How to stop an Ajax DDOS

March 7, 2006

The real title should be “How to stop a Javascript or Flash distributed denial of service attack”, but that’s way too long of a title. As nifty client-side browser tricks are being propogated to the masses, they are also causing a few problems along the way.

Say you’re writting a Javascript or Flash enabled web application that has the browser send off HTTP requests occasionally. What can you do when a bug in your application causes clients to send a constant stream of HTTP requests to your poor server?

I recently ran into this type of problem and had to figure out how keep our servers from being overloaded by a number of clients that were sending a constant stream of requests to our servers. Lucky for us, the URLs that were being requested by these “rogue” clients were easily distinguished from “valid” requests.

The first step is finding some way to intercept the requests and do something different with just those requests. For my case, these rogue requests were all being handled by a 404 page, which was a PHP script. My first idea was to delay the response sent to these rouge clients, by just adding a sleep of a few minutes to this PHP page. This worked as advertised since the rouge clients were waiting until the each request was completed before sending another request, but I was still looking for something a bit better.

My second idea was to try altering the response for these requests to be a ‘301 Moved Permanently’ response instead of a ‘404 Not Found’. My hope was that if I specified a location of say ‘http://localhost/’ that all subsequent requests destined for these rouge URLs would instead be sent to the localhost, thereby no longer bothering our servers with these silly requests. Unfortunately, this didn’t seem to work for me in my tests.

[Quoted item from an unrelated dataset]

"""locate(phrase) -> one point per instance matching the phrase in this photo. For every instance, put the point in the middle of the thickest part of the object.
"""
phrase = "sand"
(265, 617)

My final and satisfactory solution was to send some special cache headers in response to these rogue requests. I added a few lines found in an example in the ever useful PHP documentation. These lines told the Flash script to cache the URL they just requested for 30 days. Subsequent requests for these URLs were just looked up in the local cache by the Flash script, stopping the steady stream of requests sent to our servers for these worthless URLs. Success!